In other words, once an audience has imposed “desk-defecation” on top of the wage gap schema, the “size” of the wage gap fails to matter, as the “size” of the dump doesn’t matter at all.
And perhaps this is the most important aspect of the strategic use of analogy and metaphor in satire. Such devices are not used merely to help illuminate the internal logic or dynamics of an unfamiliar and complex domain. Instead, analogies and metaphors can be used to deliberately impose evaluative meaning on contested issues or topics (Zinken, 2007), making them a useful tool to reframe those issues. Robert Entman (1993) proposed that framing involves “selecting some aspects of a perceived reality and making them more salient in a communicating text, in such a way as to promote a particular problem definition, causal interpretation, moral evaluation, and/or treatment recommendation for the item described” (p. 52). Frames are lenses through which communicators help to define problems, diagnose causes, make moral judgments, and suggest remedies (Entman, 1993). Strategic communicators, including John Oliver, make conscious framing judgments when deciding what aspects of a subject to highlight in such a way that will shape audience’s perceptions of the causes, evaluations, or possible solutions to said problem.
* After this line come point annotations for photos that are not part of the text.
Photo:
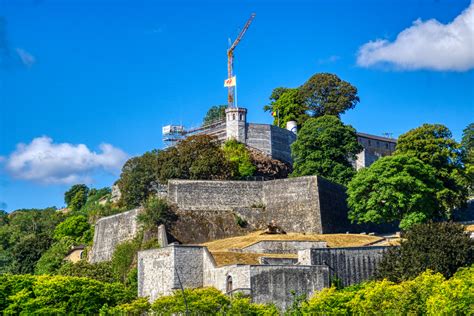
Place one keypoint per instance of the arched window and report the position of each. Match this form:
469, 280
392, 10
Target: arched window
228, 285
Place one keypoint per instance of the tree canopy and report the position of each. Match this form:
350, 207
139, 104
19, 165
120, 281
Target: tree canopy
441, 247
214, 114
433, 144
395, 188
327, 94
322, 94
197, 157
76, 196
325, 146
Due to their unique capacity to illuminate a lesser known target domain in light of a more familiar one, analogies and metaphors help comics simplify, clarify, and reframe lesser known political realities, all the while naturally satisfying humor’s need for two seemingly incongruous — even ridiculous — schemas.
In this example, by focusing on the vile nature of desk-defecation itself, Oliver moves the conversation away from the size of the dump to the existence of said dump, thereby shifting audiences away from the contested “size of the wage gap,” to the existence of said wage gap. Once this emotionally charged (disgust) frame has reoriented us to the issue altogether, the next logical questions (based off of the defecation frame) become: Who is responsible for the gap (dump)? How do we get them to stop paying women less (dumping)?
And voila: Oliver has successfully “…selected some aspects of a perceived reality [the existence of the wage gap] and made it more salient in a communicating text [his comedy show], in such a way as to promote a particular problem definition [the size of the gap isn’t the problem, it’s the existence of the gap], causal interpretation [the people paying women less than men are responsible], moral evaluation [Any gap is bad, no matter how small], and/or treatment recommendation [pay women the same as men] for the item described.”
Now excuse me, but I need to go craft some metaphors and analogies based on fraternity parties and keg stands to help my students understand digital technologies and the redistribution of political and cultural power.